The super app shift favors the banks, with decades of experience and long-lived relationships with customers. The super app shift favors the FinTechs, with the ability to innovate in a world that is constantly, and increasingly, going digital.
The deciding factor, of course, lies with the consumer. Trust is what ultimately sways the individual to lodge their loyalties with a particular provider.
And at least for now, though it’s early innings yet, the advantages lie with traditional providers, namely, the banks.
The desire for a super app, PYMNTS and PayPal have found, seems to be universal. But to make the leap from interest to intent use those “digital front doors,” consumers need to see that security is inextricably linked to convenience.
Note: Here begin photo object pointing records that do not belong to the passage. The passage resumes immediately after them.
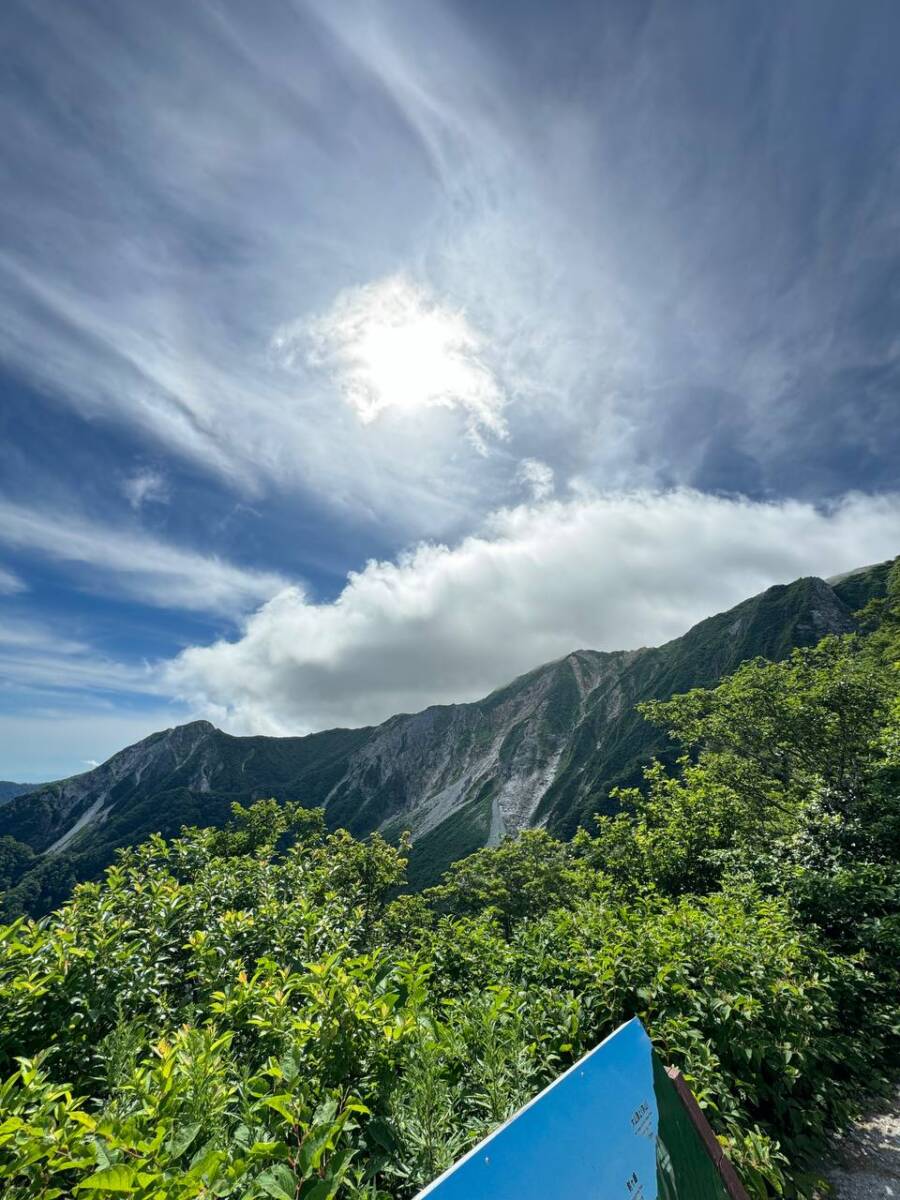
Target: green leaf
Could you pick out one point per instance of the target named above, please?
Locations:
(113, 1179)
(279, 1182)
(179, 1141)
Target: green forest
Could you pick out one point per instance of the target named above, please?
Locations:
(267, 1011)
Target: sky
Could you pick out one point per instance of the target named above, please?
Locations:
(359, 357)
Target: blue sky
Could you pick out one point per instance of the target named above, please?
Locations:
(359, 357)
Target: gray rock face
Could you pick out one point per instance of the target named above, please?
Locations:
(545, 750)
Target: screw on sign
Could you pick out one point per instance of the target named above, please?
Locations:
(616, 1126)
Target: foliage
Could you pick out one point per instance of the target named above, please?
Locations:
(261, 1011)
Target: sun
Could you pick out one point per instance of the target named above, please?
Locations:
(391, 345)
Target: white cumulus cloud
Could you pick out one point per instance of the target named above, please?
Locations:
(442, 623)
(538, 477)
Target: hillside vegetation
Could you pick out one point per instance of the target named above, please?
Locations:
(547, 750)
(261, 1012)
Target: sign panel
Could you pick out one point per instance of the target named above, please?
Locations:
(613, 1127)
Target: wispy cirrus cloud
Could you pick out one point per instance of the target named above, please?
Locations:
(129, 562)
(391, 345)
(11, 583)
(442, 624)
(145, 486)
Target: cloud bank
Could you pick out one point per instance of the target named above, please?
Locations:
(441, 624)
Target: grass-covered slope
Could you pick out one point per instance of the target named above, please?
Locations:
(547, 749)
(257, 1013)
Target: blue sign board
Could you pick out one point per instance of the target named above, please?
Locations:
(610, 1128)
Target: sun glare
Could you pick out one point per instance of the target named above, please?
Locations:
(393, 346)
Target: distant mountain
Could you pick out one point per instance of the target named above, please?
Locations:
(9, 791)
(545, 750)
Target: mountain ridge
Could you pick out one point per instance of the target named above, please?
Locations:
(544, 750)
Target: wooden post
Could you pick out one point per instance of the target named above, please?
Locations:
(714, 1149)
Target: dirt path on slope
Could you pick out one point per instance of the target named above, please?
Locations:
(867, 1161)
In “The Super App Shift: How Consumers Want to Save, Shop and Spend in the Connected Economy ” the data show that consumers want a simple interface that connects a broad range of activities, where shopping can flow seamlessly into ordering food, where checking social media might give way, on a whim, to checking one’s checking account (and savings balances). Consumers, of course, want frictionless experiences on demand, and at the same time want to know that someone’s got their proverbial backs.
International Appeal
The joint efforts between PayPal and PYMNTS analyzed the responses from 9,904 consumers in Australia, Germany, the U.K. and the U.S. The study found:
- The appeal of the super app transcends borders. And consumers want to get spending right out of the gate.Regardless of where these consumers live, a significant number of consumers — cumulatively more than 96 million — would be willing to use the super app immediately, upon availability. There’s significant, pent-up spending power in the mix, too, as we’ve estimated that the total annual spending power of day one users stands at more than $3 billion.
- Convenience and security are the top demands. The consumers most interested in embracing the super app also value the convenience the high tech offerings can bring — but following close behind is the desire for security. Roughly 50% of our consumers have stated that reputation and security-related confidence are key factors in generating trust — especially since 45% of respondents have said that they remain “very worried” about being hacked when using a super app. For the banks, there’s an additional benefit here, as 41% of consumers have said they would probable engage in more banking activities if they had access to a super app that would make it easier.
- Banks are clearly the dominant provider of choice. The data show that more than half of the respondents trust the banks to provide those super apps — and in fact 30% would embrace the traditional FI as the “most trusted” provider. PayPal cements its place as the second-most-trusted.